International court staff detained

AI-Index: MDE 19/011/2012

Four International Criminal Court (ICC) staff have been detained in Libya since 7 June after meeting Saif al-Islam al-Gaddafi. All four are being held by a militia group apparently at the instruction of the interim government.

Saif al-Islam al-Gaddafi’s appointed defence counsel, Melinda Taylor, alongside interpreter Helen Assaf and two senior representatives of the ICC’s Registry, Esteban Peralta Losilla and Alexander Khodakov, had been granted permission by the Libyan authorities to visit him. The purpose of their visit included informing Saif al-Islam al-Gaddafi of current proceedings in his case at the ICC and to take his instructions regarding the Libyan government’s current application to prosecute him before Libyan courts.

Reports indicate that the ICC staff were detained after Melinda Taylor met with Saif al-Islam Gaddafi. The meeting was monitored and she and her client were searched in violation of his right to communicate freely and in confidence with his lawyer. The authorities allege they discovered a “coded message” from Mohammed Ismail, a former member of the al-Gaddafi regime who is wanted by the Libyan authorities. They claim the message amounts to espionage or violations of Libya’s national security.

The four staff members have been moved to a jail in the mountain town of Zintan and are reportedly being held on a 45-day “preventative detention” order while investigations are carried out.

Amnesty International considers their detention to be an attack against Saif al-Islam Gaddafi’s rights and against the ICC, which is seeking to deliver justice to Libyan victims. The detention of the delegation risks intimidating anyone who is seeking to protect the defendant's rights to a fair trial.

Additional Information

All four ICC staff members have important protections to ensure that they can perform their functions without hindrance. In particular, national authorities must not arrest or detain them.

If the Libyan government has concerns about the conduct of ICC staff it should follow the appropriate procedures. In particular, the ICC’s Code for Conduct for Counsel allows states to make complaints that will be considered by an independent commissioner.

While Libya is not a state party to the Rome Statute, it is under the obligation to co-operate with the ICC in accordance with UN Security Council 1970, which referred the situation in Libya to the court.

On 15 June, the UN Security Council expressed serious concern over the detention of the four ICC staff members, and called for their immediate release.

Thousands of suspected al-Gaddafi loyalists and soldiers continue to be detained in Libya. While some progress has been made in transferring prisoners to the Ministry of Justice, armed militias continue to hold detainees outside the framework of the law in unofficial detention facilities, where they remain particularly vulnerable to torture and other ill-treatment.

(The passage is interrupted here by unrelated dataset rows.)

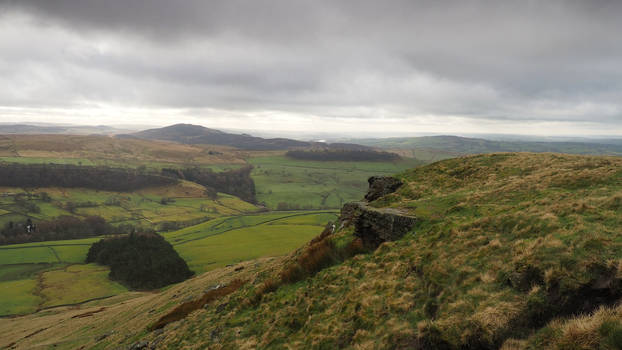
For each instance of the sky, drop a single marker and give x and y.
(550, 67)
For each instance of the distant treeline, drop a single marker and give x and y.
(57, 175)
(140, 261)
(63, 227)
(236, 182)
(343, 155)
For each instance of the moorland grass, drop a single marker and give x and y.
(505, 243)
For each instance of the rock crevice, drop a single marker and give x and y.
(374, 225)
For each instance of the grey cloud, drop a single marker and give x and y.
(557, 60)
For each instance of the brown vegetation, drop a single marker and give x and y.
(186, 308)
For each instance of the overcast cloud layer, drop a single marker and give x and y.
(546, 67)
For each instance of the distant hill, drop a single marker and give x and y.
(455, 145)
(500, 251)
(196, 134)
(59, 129)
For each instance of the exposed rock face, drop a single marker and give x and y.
(375, 226)
(380, 186)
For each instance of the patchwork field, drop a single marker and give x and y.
(285, 183)
(183, 202)
(105, 150)
(45, 274)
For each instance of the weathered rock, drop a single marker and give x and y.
(380, 186)
(139, 345)
(374, 225)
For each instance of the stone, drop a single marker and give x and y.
(381, 186)
(374, 225)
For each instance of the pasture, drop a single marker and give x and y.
(284, 183)
(150, 207)
(45, 274)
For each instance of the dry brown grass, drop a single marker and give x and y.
(105, 147)
(183, 310)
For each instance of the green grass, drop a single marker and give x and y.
(27, 255)
(315, 184)
(22, 271)
(206, 246)
(244, 244)
(143, 207)
(504, 244)
(17, 297)
(78, 283)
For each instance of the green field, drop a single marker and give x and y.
(285, 183)
(43, 274)
(220, 242)
(143, 207)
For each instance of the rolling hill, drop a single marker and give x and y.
(443, 147)
(196, 134)
(199, 135)
(510, 251)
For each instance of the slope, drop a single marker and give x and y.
(502, 245)
(441, 147)
(196, 134)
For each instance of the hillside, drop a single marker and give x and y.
(196, 134)
(442, 147)
(502, 245)
(111, 151)
(199, 135)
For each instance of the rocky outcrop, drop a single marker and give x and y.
(380, 186)
(374, 225)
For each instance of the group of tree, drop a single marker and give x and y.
(140, 261)
(343, 155)
(65, 175)
(237, 182)
(62, 227)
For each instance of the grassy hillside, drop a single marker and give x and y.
(505, 244)
(110, 151)
(285, 183)
(183, 202)
(511, 251)
(43, 274)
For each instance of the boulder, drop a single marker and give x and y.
(380, 186)
(374, 225)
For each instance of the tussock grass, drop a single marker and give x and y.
(505, 244)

The vast majority have not been officially charged with any crime and have no access to lawyers. Beatings are endemic in detention centres across Libya, particularly upon arrest, during the first days of detention and during interrogations. Many detainees have told Amnesty International that they signed and/or thumb-printed “confessions” under torture or duress.

To the best knowledge of Amnesty International, no members of armed militias have been brought to justice for torturing, killing or otherwise abusing detainees, perpetuating a climate of impunity.

Name: Melinda Taylor (f), Helen Assaf (f), Esteban Peralta Losilla (f) and Alexander Khodakov (f)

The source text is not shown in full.